Robinhood did not detail what kind of options its users have been buying, and did not comment on a follow-up question from Barron’s looking for details about those trades.
To boost its earnings in the future, Robinhood will either have to revamp its business model—earning more from plain-vanilla investing or customer deposit—or it will have to ride a new investment wave.
Asked by an investor on the earnings call about retirement accounts, Tenev said that the company was “committed to” adding retirement accounts in the future. But there are few other signs that Robinhood is reorienting its business, aside from continued growth in its cash management product that may help it earn more interest income. That leaves the company waiting for a new investing fad to take hold.
To catch the next rising star, Robinhood could run afoul of regulators, however. For instance, Tenev and CFO Jason Warnick said that they were being cautious about adding new cryptocurrencies given that the Securities and Exchange Commission has warned that many coins are actually unregistered securities, meaning that it’s illegal to trade them without giving investors additional disclosures.
Investors are now clamoring for Robinhood to add the Shiba Inu coin, another lighthearted cryptocurrency that is a kind of rival to Dogecoin, which itself started as a joke.
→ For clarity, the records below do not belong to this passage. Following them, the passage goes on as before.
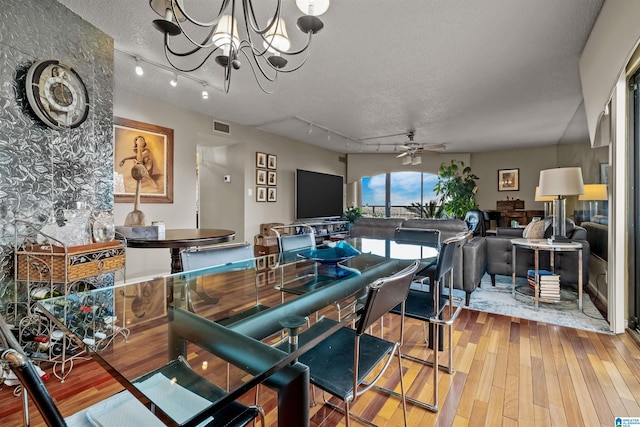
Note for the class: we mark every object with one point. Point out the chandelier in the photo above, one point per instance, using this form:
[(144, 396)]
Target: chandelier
[(265, 44)]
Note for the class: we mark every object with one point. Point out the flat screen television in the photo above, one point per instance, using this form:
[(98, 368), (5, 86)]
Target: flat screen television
[(318, 195)]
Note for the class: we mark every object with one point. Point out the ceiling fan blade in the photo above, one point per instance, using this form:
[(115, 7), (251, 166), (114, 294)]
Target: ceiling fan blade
[(434, 147)]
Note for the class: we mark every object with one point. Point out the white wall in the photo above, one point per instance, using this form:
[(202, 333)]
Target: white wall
[(224, 205), (530, 161)]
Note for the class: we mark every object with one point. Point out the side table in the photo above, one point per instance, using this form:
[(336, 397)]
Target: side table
[(538, 245)]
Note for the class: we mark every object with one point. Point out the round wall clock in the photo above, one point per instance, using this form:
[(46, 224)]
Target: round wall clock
[(57, 94)]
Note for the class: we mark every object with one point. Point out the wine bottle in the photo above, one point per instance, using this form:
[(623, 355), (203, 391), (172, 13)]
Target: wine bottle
[(40, 293)]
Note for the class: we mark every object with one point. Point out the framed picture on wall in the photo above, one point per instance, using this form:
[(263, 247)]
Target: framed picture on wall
[(261, 177), (261, 194), (272, 178), (272, 161), (149, 145), (261, 160), (508, 179), (271, 194)]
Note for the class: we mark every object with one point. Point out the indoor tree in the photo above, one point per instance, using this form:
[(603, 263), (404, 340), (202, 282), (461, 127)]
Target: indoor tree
[(457, 188), (431, 209)]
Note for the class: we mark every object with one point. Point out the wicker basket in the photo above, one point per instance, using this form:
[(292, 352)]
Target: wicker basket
[(50, 263)]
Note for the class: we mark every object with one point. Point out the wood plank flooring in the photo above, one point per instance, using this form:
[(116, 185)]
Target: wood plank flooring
[(509, 372)]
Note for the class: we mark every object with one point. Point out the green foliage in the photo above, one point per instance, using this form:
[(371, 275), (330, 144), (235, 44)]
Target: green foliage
[(433, 209), (457, 188), (352, 213)]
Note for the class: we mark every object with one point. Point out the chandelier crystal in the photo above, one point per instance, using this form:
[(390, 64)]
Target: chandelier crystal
[(257, 34)]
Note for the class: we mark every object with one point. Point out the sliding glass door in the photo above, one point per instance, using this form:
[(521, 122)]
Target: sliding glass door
[(634, 291), (400, 195)]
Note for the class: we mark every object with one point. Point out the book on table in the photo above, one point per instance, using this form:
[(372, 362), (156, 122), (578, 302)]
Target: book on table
[(548, 284)]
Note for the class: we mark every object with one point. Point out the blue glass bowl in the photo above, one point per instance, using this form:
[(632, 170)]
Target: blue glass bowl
[(330, 254)]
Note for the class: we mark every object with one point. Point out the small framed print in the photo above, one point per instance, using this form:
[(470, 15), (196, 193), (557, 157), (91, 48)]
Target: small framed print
[(261, 177), (272, 178), (272, 161), (261, 160), (508, 179), (261, 194), (271, 194)]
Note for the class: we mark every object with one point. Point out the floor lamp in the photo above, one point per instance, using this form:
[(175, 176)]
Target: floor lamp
[(594, 193), (560, 182), (548, 202)]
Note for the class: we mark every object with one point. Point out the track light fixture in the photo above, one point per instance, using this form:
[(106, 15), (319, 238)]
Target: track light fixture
[(139, 70), (264, 43)]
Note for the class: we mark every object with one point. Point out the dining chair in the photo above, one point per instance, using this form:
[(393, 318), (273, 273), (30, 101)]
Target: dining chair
[(122, 408), (422, 236), (429, 306), (305, 238), (342, 363), (198, 258), (220, 258)]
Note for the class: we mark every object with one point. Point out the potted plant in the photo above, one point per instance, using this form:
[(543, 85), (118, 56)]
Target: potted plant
[(352, 213), (431, 209), (457, 188)]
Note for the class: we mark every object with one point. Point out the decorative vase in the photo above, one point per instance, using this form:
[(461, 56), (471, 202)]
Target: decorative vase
[(104, 229)]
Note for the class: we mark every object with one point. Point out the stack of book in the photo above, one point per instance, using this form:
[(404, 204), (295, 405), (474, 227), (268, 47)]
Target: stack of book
[(549, 284)]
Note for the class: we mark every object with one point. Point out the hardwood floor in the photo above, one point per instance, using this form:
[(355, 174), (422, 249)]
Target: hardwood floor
[(508, 372)]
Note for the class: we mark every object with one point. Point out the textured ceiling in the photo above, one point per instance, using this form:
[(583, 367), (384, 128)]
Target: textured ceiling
[(474, 75)]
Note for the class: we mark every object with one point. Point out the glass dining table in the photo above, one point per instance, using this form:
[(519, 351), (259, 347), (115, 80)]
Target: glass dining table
[(224, 321)]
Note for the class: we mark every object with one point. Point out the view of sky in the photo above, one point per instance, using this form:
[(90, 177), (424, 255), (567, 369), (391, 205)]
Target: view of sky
[(405, 188)]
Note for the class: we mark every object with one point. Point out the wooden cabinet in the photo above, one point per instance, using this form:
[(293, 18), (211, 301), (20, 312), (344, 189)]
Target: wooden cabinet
[(44, 270)]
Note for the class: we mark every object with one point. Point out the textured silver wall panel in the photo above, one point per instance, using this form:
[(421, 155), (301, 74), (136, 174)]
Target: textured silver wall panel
[(41, 168)]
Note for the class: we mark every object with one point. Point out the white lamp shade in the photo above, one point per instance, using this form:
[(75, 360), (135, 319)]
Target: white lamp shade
[(539, 198), (277, 37), (561, 182), (313, 7), (221, 37), (594, 192)]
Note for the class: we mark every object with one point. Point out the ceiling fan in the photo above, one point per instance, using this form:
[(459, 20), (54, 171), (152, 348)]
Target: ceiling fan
[(413, 148)]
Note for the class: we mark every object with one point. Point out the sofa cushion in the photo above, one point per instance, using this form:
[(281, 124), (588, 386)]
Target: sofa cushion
[(448, 227), (534, 230), (382, 228)]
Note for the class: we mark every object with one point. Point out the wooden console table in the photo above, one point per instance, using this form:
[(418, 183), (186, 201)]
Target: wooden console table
[(179, 239)]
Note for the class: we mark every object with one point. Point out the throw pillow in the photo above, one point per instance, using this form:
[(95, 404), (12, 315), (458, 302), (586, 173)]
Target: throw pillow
[(535, 230)]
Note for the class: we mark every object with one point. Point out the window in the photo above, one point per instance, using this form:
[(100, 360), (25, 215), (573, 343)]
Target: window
[(398, 194)]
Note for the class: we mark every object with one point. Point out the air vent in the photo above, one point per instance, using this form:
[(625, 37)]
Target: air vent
[(221, 127)]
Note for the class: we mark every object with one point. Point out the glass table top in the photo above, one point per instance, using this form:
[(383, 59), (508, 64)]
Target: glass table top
[(212, 316)]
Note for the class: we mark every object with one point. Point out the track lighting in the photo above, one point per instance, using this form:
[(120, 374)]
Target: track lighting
[(139, 70)]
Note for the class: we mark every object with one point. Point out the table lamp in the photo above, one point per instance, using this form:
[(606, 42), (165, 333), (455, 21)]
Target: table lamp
[(593, 193), (560, 182), (548, 202)]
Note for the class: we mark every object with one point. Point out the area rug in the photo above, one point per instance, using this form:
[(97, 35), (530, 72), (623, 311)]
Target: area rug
[(499, 300)]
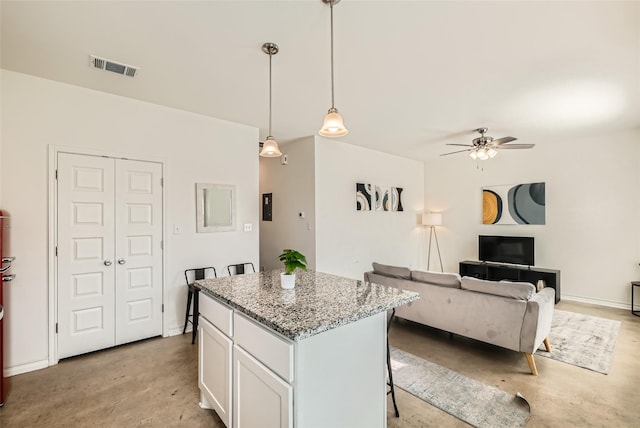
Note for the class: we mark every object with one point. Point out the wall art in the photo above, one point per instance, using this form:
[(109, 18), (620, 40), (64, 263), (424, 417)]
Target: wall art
[(363, 197), (514, 204), (370, 197)]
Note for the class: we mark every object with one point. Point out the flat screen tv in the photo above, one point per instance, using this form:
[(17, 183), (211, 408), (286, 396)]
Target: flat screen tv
[(517, 250)]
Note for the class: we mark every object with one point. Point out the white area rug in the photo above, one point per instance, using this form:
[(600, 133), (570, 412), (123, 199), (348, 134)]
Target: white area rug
[(467, 399), (582, 340)]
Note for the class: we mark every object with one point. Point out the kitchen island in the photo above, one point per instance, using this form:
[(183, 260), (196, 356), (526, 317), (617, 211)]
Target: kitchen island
[(313, 356)]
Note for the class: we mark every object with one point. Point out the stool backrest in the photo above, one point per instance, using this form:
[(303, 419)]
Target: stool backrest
[(240, 268), (198, 273)]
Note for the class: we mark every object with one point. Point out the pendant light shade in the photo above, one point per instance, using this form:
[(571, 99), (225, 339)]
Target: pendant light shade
[(270, 147), (333, 125)]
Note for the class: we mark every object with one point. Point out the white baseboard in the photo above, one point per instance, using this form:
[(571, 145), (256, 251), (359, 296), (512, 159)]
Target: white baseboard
[(617, 305), (24, 368)]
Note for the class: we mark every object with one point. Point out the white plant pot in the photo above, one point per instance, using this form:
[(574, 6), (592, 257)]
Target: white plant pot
[(287, 281)]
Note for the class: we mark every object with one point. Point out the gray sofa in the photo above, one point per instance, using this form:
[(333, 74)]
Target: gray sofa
[(507, 314)]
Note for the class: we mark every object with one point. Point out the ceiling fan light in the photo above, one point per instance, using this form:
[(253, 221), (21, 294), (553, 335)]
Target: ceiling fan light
[(270, 148), (333, 125)]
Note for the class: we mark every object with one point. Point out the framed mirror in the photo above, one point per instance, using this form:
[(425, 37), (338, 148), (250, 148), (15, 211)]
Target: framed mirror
[(216, 207)]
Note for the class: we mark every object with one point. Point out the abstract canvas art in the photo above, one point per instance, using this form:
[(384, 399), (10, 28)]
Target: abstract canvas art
[(363, 197), (378, 198), (514, 204)]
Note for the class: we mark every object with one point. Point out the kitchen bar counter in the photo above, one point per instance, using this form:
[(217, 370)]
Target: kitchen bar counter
[(318, 303)]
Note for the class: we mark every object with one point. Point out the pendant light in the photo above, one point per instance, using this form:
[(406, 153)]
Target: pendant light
[(269, 145), (333, 125)]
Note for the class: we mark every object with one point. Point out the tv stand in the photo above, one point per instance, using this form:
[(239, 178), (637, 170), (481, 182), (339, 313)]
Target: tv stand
[(500, 271)]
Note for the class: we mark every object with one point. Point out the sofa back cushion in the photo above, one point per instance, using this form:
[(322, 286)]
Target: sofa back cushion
[(514, 290), (392, 271), (436, 278)]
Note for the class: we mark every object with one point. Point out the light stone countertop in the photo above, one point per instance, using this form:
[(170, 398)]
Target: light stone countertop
[(318, 303)]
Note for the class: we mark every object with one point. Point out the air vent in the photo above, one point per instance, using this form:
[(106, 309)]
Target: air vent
[(115, 67)]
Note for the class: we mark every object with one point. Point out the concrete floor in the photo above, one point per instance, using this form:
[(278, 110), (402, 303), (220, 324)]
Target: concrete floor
[(154, 383)]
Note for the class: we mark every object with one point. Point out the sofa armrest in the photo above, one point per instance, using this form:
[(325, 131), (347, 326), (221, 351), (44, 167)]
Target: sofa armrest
[(537, 320)]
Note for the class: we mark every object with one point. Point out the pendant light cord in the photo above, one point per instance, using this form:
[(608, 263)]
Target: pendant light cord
[(332, 98), (270, 55)]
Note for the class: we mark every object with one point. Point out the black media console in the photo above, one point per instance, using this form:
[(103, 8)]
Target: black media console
[(498, 272)]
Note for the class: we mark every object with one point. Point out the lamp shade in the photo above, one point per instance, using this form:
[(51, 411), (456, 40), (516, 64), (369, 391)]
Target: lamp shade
[(432, 219), (333, 125), (270, 148)]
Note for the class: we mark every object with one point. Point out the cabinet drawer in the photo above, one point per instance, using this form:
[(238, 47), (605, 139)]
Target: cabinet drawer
[(273, 351), (218, 314)]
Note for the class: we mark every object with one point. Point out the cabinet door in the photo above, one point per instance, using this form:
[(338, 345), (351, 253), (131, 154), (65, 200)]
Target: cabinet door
[(214, 369), (260, 398)]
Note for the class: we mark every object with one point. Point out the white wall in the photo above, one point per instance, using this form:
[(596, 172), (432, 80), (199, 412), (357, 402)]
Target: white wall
[(348, 241), (37, 113), (292, 186), (592, 232)]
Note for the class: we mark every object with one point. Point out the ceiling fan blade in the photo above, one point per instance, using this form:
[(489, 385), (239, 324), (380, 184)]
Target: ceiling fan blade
[(502, 140), (452, 153), (516, 146)]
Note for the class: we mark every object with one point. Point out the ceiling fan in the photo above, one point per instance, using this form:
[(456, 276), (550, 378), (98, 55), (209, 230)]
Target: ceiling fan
[(484, 147)]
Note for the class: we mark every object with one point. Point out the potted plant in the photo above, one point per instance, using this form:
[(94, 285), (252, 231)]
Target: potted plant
[(292, 260)]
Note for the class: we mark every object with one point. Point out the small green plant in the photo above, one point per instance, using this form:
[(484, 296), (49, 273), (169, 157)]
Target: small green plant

More than 330,000 people have signed a petition asking Robinhood to add Shiba Inu, which was recently added to Coinbase Global (COIN). Asked on the call about whether Robinhood would soon add new coins, Tenev emphasized that “we’re having to carefully evaluate whether we can add new coins in a way that’s safe for customers and in line with regulatory requirements.”
Robinhood won’t be your grandfather’s broker, and that is probably a good thing. It has a new niche and a new audience. But if it’s aiming for a middle ground between a boring ETF and YOLOing Shiba, it hasn’t found it.